When he stepped out onto the heath, and saw the dark outline of his home before his eyes, he stretched out his arms, and cried out into the storm:
"Here is my place--here I belong, and I shall be a rogue if ever again I try to find my happiness among strangers. I swear here that I will reject all vanities and foolish hankerings. I know now what I am, and what is unfit for me shall be lost to me. Amen."
So he took leave of his youth and of his youthful dreams.
CHAPTER XIII.
When he awoke next morning he found his mother sitting near his bed.
"You up already?" he asked, wonderingly.
"I have not been able to sleep," she said, in her low voice, which always sounded as if she were asking pardon for what she said.
"Why not?" he asked.
She did not answer, but stroked his hair and smiled at him sadly.

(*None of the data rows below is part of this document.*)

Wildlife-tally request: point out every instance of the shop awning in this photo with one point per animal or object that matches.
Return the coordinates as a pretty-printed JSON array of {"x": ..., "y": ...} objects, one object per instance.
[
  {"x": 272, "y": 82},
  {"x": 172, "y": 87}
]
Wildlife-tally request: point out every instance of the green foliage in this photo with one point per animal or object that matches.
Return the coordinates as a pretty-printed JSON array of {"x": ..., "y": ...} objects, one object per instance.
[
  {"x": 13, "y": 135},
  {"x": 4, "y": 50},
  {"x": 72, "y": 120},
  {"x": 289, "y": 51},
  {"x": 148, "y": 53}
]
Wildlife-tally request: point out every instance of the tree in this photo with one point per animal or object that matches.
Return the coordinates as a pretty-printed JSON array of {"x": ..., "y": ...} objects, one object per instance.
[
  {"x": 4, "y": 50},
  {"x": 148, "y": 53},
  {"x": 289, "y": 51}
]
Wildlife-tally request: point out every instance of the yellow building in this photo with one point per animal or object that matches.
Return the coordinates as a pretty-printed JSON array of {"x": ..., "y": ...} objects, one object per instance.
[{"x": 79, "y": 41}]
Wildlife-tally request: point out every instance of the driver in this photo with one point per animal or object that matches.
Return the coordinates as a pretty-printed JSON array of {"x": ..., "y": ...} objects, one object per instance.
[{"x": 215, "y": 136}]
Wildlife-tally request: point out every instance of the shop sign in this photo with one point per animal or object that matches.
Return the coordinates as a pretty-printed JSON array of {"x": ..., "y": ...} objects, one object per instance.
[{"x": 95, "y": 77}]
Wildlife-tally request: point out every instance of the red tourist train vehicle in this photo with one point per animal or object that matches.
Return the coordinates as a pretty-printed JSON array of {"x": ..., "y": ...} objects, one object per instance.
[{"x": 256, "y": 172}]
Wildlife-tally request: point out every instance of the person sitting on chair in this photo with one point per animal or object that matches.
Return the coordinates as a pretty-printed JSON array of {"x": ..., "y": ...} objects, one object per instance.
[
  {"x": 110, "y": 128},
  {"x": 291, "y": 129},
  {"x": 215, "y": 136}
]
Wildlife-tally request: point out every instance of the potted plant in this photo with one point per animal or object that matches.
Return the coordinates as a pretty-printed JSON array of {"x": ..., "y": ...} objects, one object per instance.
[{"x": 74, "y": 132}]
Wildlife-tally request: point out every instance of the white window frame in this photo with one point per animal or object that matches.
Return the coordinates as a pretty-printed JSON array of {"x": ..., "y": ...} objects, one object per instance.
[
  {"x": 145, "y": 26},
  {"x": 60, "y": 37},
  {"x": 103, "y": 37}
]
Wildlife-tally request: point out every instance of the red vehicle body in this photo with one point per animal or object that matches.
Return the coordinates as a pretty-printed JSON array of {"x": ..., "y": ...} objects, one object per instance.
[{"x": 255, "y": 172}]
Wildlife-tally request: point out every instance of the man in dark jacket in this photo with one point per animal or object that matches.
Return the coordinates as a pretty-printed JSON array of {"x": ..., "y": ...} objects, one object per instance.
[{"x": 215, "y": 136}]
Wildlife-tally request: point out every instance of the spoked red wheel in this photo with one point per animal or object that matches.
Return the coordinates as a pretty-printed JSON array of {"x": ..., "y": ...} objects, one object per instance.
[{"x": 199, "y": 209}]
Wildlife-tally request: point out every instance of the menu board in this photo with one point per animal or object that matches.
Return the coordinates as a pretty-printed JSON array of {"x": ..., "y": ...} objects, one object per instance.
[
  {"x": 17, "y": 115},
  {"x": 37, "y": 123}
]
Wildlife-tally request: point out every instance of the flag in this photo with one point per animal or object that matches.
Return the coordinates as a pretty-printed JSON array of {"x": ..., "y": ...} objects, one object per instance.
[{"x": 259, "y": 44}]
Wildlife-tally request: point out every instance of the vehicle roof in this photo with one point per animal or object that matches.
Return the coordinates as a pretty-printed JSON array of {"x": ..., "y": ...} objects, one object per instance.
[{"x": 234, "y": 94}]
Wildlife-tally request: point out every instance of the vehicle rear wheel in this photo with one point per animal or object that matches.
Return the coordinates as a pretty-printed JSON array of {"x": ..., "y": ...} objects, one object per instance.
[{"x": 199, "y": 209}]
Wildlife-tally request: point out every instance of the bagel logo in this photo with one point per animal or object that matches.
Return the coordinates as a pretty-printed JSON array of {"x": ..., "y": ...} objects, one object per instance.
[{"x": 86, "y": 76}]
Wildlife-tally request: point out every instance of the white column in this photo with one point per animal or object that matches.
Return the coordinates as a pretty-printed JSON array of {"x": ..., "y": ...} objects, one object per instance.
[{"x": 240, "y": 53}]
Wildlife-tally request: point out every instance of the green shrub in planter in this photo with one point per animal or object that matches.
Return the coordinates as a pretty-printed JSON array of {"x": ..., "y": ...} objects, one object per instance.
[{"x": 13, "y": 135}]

Then he knew that the twins had been telling tales, and that it was grief for him which did not let her rest.
"It was not so bad, mother," he said, consolingly; "they made fun of me a little, nothing more."

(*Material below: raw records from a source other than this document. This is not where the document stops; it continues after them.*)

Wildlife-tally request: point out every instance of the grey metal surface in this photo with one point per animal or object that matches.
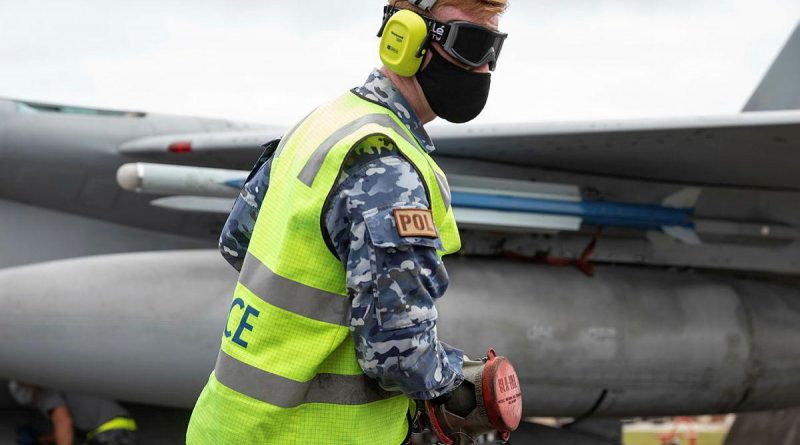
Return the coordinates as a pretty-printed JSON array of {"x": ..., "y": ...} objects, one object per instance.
[
  {"x": 780, "y": 88},
  {"x": 755, "y": 149},
  {"x": 780, "y": 427},
  {"x": 628, "y": 342}
]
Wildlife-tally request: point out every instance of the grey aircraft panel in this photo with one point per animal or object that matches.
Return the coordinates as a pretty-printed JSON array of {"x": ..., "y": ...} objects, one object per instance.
[
  {"x": 30, "y": 234},
  {"x": 630, "y": 341},
  {"x": 748, "y": 150},
  {"x": 778, "y": 89},
  {"x": 756, "y": 150}
]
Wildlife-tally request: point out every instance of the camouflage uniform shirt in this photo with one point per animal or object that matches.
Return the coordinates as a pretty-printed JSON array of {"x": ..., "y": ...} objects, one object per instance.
[{"x": 393, "y": 281}]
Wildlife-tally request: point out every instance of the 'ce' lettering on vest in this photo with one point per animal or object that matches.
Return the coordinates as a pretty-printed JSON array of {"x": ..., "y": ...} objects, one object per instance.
[{"x": 244, "y": 325}]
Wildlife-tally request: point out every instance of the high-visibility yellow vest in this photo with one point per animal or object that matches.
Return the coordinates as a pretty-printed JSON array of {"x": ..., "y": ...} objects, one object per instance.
[{"x": 287, "y": 371}]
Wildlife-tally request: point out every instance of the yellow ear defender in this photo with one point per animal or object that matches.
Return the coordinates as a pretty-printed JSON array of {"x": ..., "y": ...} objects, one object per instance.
[{"x": 404, "y": 41}]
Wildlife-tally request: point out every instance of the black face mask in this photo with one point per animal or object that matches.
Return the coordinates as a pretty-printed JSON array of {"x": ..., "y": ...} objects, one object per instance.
[{"x": 454, "y": 94}]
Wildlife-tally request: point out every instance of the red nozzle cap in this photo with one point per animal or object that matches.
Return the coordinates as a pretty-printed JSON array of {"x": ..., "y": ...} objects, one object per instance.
[
  {"x": 502, "y": 394},
  {"x": 180, "y": 147}
]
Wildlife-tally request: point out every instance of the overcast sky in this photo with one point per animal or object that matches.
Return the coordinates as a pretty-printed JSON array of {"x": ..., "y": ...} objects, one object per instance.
[{"x": 272, "y": 61}]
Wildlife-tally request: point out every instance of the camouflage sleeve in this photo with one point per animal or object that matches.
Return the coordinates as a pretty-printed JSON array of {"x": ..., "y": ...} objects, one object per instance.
[
  {"x": 393, "y": 281},
  {"x": 238, "y": 229}
]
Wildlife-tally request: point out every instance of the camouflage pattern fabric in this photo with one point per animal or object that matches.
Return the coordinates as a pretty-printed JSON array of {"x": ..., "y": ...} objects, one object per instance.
[{"x": 393, "y": 281}]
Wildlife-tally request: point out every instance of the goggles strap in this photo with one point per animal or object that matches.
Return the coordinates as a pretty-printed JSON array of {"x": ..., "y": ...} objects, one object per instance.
[{"x": 424, "y": 4}]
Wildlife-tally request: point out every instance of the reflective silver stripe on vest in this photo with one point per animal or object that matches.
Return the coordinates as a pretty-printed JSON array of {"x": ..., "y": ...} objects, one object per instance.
[
  {"x": 314, "y": 164},
  {"x": 288, "y": 393},
  {"x": 293, "y": 296},
  {"x": 444, "y": 189}
]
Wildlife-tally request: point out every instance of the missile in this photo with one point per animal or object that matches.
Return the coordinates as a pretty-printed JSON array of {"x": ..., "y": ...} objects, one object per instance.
[{"x": 478, "y": 202}]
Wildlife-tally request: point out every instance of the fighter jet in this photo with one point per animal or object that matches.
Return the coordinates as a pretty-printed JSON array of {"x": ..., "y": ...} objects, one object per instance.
[{"x": 628, "y": 268}]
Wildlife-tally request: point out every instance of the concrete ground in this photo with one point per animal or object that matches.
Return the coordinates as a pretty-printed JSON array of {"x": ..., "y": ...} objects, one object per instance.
[{"x": 157, "y": 426}]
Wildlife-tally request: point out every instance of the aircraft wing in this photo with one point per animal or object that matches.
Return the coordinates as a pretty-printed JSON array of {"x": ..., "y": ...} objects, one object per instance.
[{"x": 756, "y": 150}]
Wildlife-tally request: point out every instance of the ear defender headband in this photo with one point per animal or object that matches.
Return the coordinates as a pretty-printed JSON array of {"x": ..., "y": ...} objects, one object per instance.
[
  {"x": 404, "y": 40},
  {"x": 406, "y": 36}
]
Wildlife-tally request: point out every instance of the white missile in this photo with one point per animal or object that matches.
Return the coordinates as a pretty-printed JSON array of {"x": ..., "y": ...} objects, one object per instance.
[{"x": 165, "y": 179}]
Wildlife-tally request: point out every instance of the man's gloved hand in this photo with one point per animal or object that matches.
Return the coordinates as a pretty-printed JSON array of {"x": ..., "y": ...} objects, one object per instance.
[{"x": 489, "y": 399}]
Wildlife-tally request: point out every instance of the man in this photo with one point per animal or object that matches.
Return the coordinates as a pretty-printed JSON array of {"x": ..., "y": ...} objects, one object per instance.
[
  {"x": 97, "y": 421},
  {"x": 332, "y": 329}
]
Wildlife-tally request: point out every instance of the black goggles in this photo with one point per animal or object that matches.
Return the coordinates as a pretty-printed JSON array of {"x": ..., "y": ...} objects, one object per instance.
[{"x": 469, "y": 43}]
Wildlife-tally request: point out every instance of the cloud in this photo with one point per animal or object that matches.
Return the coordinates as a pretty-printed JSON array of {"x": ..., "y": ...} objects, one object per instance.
[{"x": 271, "y": 62}]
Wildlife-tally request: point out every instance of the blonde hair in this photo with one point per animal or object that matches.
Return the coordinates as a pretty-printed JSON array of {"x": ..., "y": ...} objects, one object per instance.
[{"x": 478, "y": 8}]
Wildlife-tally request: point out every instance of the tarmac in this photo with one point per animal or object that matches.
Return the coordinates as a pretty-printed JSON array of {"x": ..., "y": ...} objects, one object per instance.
[{"x": 157, "y": 426}]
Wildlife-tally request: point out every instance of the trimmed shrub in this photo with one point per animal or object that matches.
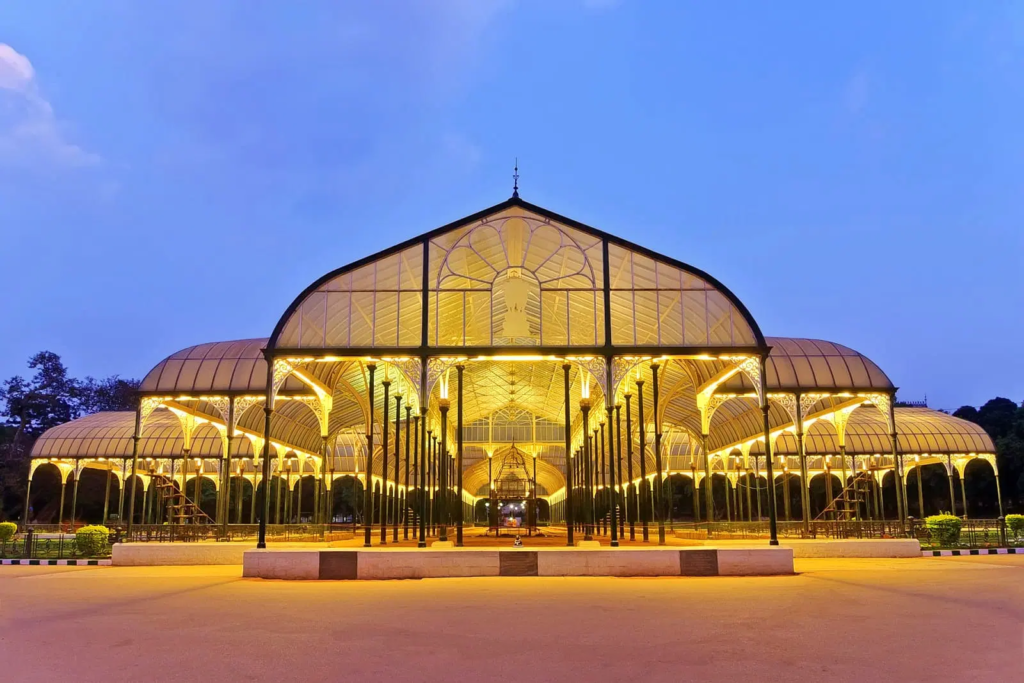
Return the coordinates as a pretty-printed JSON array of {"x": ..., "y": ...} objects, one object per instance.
[
  {"x": 91, "y": 540},
  {"x": 944, "y": 529},
  {"x": 1015, "y": 524}
]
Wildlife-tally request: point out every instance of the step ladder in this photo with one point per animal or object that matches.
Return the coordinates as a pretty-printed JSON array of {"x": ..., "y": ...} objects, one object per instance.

"Elsbeth, too?" she asked, with big, anxious eyes.
"No, not she," he replied, "but--" he was silent and turned to the wall.

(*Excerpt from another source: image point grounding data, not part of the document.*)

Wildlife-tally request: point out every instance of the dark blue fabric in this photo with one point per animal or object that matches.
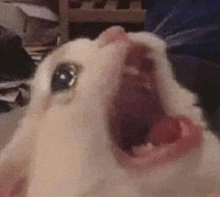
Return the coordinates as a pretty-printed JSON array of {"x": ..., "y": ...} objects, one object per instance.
[
  {"x": 196, "y": 28},
  {"x": 192, "y": 34}
]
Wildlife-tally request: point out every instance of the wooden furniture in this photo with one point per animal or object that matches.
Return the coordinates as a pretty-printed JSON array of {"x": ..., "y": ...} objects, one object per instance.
[{"x": 110, "y": 11}]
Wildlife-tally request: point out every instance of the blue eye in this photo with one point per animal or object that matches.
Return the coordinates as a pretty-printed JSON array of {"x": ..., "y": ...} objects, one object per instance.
[{"x": 63, "y": 78}]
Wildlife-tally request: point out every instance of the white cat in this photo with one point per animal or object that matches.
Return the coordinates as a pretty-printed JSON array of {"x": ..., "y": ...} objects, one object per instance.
[{"x": 107, "y": 118}]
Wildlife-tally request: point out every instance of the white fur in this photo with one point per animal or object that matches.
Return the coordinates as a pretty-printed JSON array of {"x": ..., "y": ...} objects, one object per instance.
[{"x": 65, "y": 140}]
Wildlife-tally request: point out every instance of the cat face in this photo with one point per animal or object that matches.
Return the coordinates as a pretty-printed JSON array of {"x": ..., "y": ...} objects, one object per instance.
[{"x": 107, "y": 118}]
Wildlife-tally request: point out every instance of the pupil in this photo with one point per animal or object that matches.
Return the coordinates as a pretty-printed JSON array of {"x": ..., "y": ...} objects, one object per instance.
[{"x": 62, "y": 79}]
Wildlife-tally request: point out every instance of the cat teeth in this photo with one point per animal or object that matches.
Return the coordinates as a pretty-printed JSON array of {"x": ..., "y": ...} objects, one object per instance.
[
  {"x": 132, "y": 70},
  {"x": 141, "y": 150},
  {"x": 184, "y": 129},
  {"x": 150, "y": 146}
]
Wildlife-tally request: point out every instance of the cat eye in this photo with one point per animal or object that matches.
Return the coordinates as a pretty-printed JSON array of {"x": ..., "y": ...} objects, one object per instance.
[{"x": 64, "y": 77}]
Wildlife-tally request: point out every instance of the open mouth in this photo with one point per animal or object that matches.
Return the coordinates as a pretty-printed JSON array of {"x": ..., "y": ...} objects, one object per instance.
[{"x": 139, "y": 124}]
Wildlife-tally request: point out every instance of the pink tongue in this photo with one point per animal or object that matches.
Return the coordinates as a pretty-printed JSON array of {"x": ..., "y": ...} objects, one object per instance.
[{"x": 165, "y": 132}]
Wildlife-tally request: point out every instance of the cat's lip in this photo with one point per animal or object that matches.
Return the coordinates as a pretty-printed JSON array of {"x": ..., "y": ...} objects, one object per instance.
[{"x": 148, "y": 157}]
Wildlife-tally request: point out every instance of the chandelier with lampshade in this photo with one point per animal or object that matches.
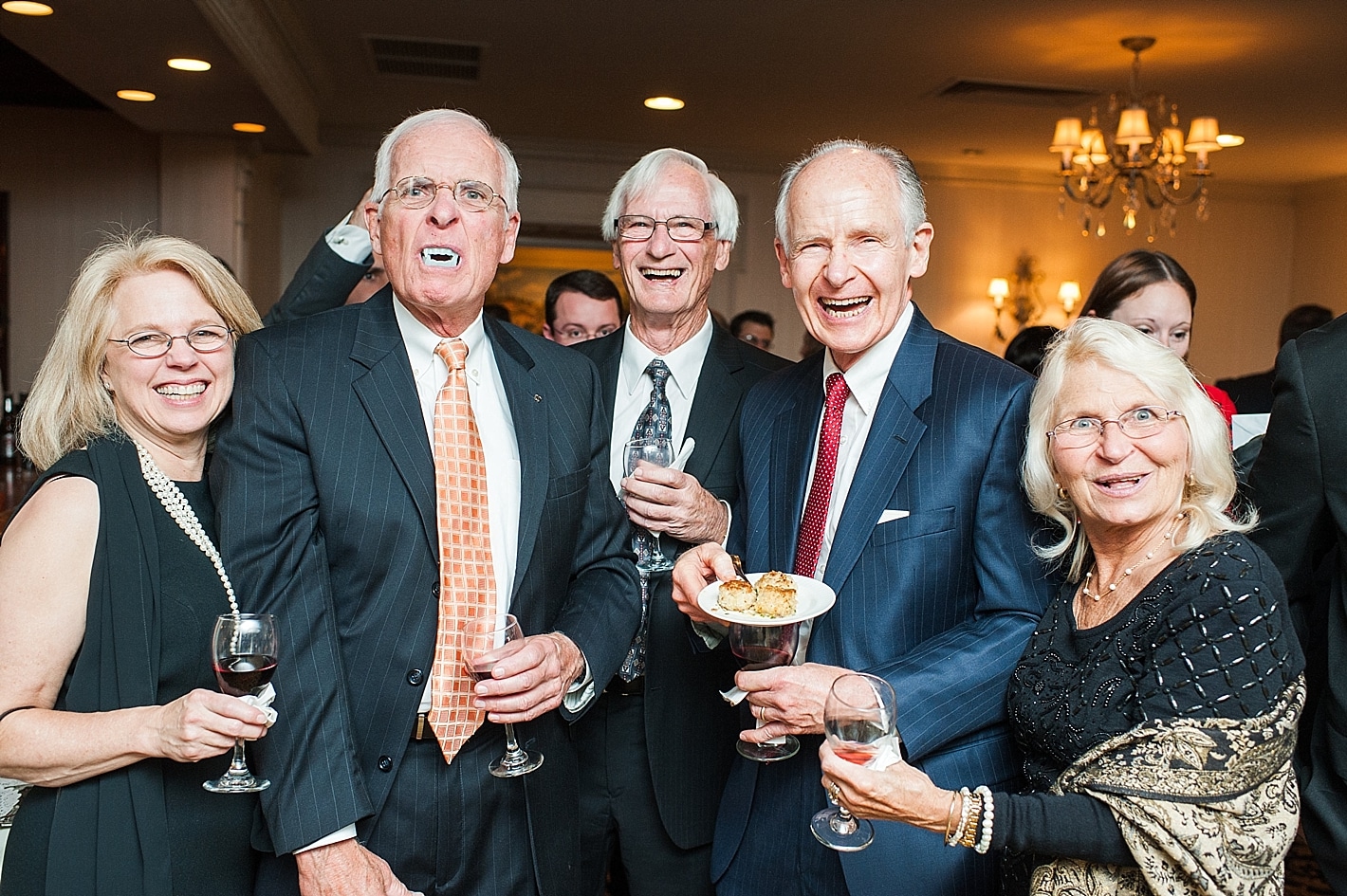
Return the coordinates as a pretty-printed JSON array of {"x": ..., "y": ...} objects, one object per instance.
[{"x": 1157, "y": 170}]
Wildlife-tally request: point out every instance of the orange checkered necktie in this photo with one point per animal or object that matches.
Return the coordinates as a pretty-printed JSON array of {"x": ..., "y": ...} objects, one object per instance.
[{"x": 467, "y": 576}]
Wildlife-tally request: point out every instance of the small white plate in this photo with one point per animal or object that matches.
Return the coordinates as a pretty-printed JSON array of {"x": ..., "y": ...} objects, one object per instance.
[{"x": 811, "y": 598}]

"But what?" asked his mother.
"I don't know," he answered, "but there is a 'but' in it--"
"You wrong her, perhaps," said his mother, "and look, she sent you this by the girls." She drew from her pocket a long object which was carefully wrapped in tissue-paper.
In it was a flute, made of black ebony, with sparkling silver keys.
Paul blushed with shame and joy; but his joy soon vanished, and after he had looked at the instrument for a while he said, softly, "What must I do with it now?"
"You must learn to play it," answered his mother, with a touch of pride.
"It is too late," he replied, shaking his head sadly; "there are other things for me to do." He felt as if he had been made to drag something dead out of its grave.
"Well, it seems that you cut a nice figure yesterday," said his father, when they met at the breakfast-table.
He quietly smiled to himself, and his father muttered something about lack of feeling of honor.
The twins had big dreamy eyes, and when they looked at each other a blissful smile crossed their faces. They, at least, were happy.
Weeks pa.s.sed. The harvest was got in unharmed, thanks to Paul's untiring care. It was a better year than it had been for a long time. But his father was already calculating how he could use the profits for his peat speculation.
He bragged on in his usual manner, and the less Mr. Douglas seemed to pay attention to the proceedings, the more he boasted at the inns about the advantage of his partnership.
Having once consented to swindle, he had to outvie every lie by a new and bigger one. Mr. Douglas might be as patient as he liked; the abuse which was made of his name at last became too much for him.
It was one morning towards the end of August that Paul, who was working in the yard with Michel Raudszus, saw the tall figure of their neighbor walking across the fields straight to the Haidehof.
He was startled--that could not bode any good.